A unique high-tech instrument with 24 robotic, cryogenic arms has been built by a British team to peer back into the origins of the universe.
The KMOS (K-Band Multi Object Spectrometer) has 24 arms each with a gold-plated mirror on its tip,. The arms can be operated independently to pinpoint light from distant galaxies.
It is unique because it can image several galaxies at once, both in a cluster and in isolation. This means it can see the same amount of detail as normal telescopes in a fraction of the time - taking a process usually measured in years down to just a few months.
is an incredibly complex piece of kit, which is now on its way to a mountain top in South America to form part of the European Southern Observatory’s Very Large Telescope.
The instrument will be fitted to one of the four telescopes that make up the Very Large Telescope at Paranal in Chile.
Dr Michele Cirasuolo, lead instrument scientist for KMOS, said: “KMOS represents a pivotal step in our quest to scrutinise the distant Universe. The ability to observe in the near-infrared 24 galaxies simultaneously is an enormous leap forward compared to any other current instrument."
It will be used to study star formation, and to understand how they acquire mass.
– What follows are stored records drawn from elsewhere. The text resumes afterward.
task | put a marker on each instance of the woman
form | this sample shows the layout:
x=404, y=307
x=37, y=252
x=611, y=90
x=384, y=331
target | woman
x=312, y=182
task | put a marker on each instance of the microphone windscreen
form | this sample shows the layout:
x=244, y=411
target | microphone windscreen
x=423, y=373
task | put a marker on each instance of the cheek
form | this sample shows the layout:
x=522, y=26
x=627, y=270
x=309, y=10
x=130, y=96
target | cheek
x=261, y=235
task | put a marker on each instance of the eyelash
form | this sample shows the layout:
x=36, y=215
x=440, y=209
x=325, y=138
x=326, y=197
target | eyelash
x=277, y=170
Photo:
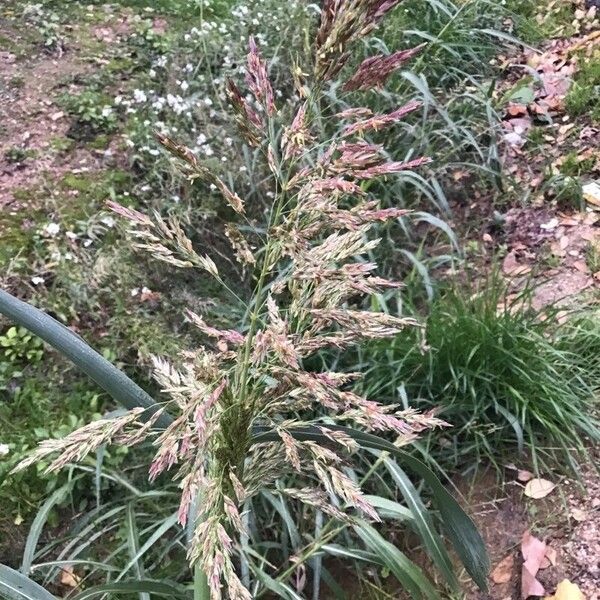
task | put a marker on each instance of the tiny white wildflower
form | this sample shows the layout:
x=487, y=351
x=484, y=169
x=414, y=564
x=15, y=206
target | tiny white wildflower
x=51, y=229
x=139, y=96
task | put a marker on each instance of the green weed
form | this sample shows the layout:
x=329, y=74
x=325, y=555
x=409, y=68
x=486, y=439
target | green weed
x=584, y=96
x=505, y=376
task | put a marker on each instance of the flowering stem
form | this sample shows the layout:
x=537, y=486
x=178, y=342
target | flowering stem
x=201, y=589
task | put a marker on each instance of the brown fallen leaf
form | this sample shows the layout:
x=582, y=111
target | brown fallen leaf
x=538, y=488
x=578, y=514
x=567, y=591
x=551, y=555
x=503, y=571
x=581, y=266
x=524, y=476
x=68, y=577
x=532, y=549
x=530, y=586
x=510, y=266
x=534, y=552
x=516, y=110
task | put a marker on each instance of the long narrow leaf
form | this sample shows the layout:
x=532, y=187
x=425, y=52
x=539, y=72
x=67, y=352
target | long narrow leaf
x=16, y=586
x=423, y=523
x=460, y=529
x=148, y=586
x=406, y=572
x=133, y=544
x=70, y=345
x=38, y=524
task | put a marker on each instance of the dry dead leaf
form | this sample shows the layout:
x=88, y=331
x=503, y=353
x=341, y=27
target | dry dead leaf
x=567, y=591
x=503, y=571
x=551, y=555
x=591, y=193
x=524, y=476
x=68, y=577
x=581, y=266
x=538, y=488
x=516, y=110
x=530, y=586
x=578, y=514
x=510, y=266
x=534, y=552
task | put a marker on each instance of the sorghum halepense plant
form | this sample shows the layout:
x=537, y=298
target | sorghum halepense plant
x=307, y=281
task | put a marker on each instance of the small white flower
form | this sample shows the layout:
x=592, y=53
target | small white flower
x=139, y=96
x=51, y=229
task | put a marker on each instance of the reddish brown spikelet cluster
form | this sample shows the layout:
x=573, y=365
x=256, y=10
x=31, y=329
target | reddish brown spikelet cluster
x=248, y=120
x=342, y=23
x=377, y=122
x=257, y=79
x=312, y=273
x=374, y=71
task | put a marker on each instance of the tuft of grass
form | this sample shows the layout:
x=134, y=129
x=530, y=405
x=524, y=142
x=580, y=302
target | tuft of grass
x=506, y=377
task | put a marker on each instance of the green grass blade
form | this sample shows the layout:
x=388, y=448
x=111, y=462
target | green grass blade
x=388, y=509
x=70, y=345
x=38, y=524
x=144, y=586
x=406, y=572
x=423, y=523
x=460, y=529
x=133, y=543
x=15, y=586
x=167, y=524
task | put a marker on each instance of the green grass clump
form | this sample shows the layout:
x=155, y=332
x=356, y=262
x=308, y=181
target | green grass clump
x=504, y=376
x=584, y=96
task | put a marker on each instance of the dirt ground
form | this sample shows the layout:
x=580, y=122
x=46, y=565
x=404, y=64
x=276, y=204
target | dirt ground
x=568, y=519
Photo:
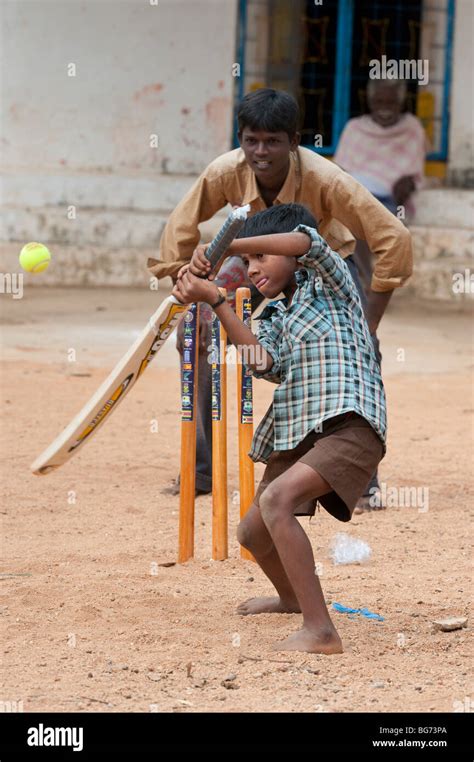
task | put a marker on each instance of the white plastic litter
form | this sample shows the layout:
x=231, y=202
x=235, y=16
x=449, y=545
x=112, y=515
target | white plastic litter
x=348, y=550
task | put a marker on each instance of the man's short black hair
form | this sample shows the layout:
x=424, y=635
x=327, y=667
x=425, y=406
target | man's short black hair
x=280, y=218
x=270, y=111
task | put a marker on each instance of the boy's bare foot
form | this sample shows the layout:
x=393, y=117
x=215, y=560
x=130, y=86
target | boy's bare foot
x=323, y=642
x=267, y=606
x=369, y=503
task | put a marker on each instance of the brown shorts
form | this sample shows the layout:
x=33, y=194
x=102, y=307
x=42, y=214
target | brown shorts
x=346, y=454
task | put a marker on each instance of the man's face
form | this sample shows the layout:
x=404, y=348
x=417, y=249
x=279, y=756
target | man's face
x=385, y=106
x=270, y=273
x=267, y=152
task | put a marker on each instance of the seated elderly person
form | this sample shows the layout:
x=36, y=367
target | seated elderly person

"It’s not just a picture of a galaxy," Cirasuolo said. "But 3D spectroscopy providing the spatially resolved physics and the chemistry and the dynamics. This is crucial to understand how galaxies assemble their mass and shape their structure as a function of cosmic time."
The instrument is a collaboration of six institutions in Germany and the UK, including STFC’s UK Astronomy Technology Centre (UK ATC), Durham University, Oxford University and RAL Space at STFC’s Rutherford Appleton Laboratory.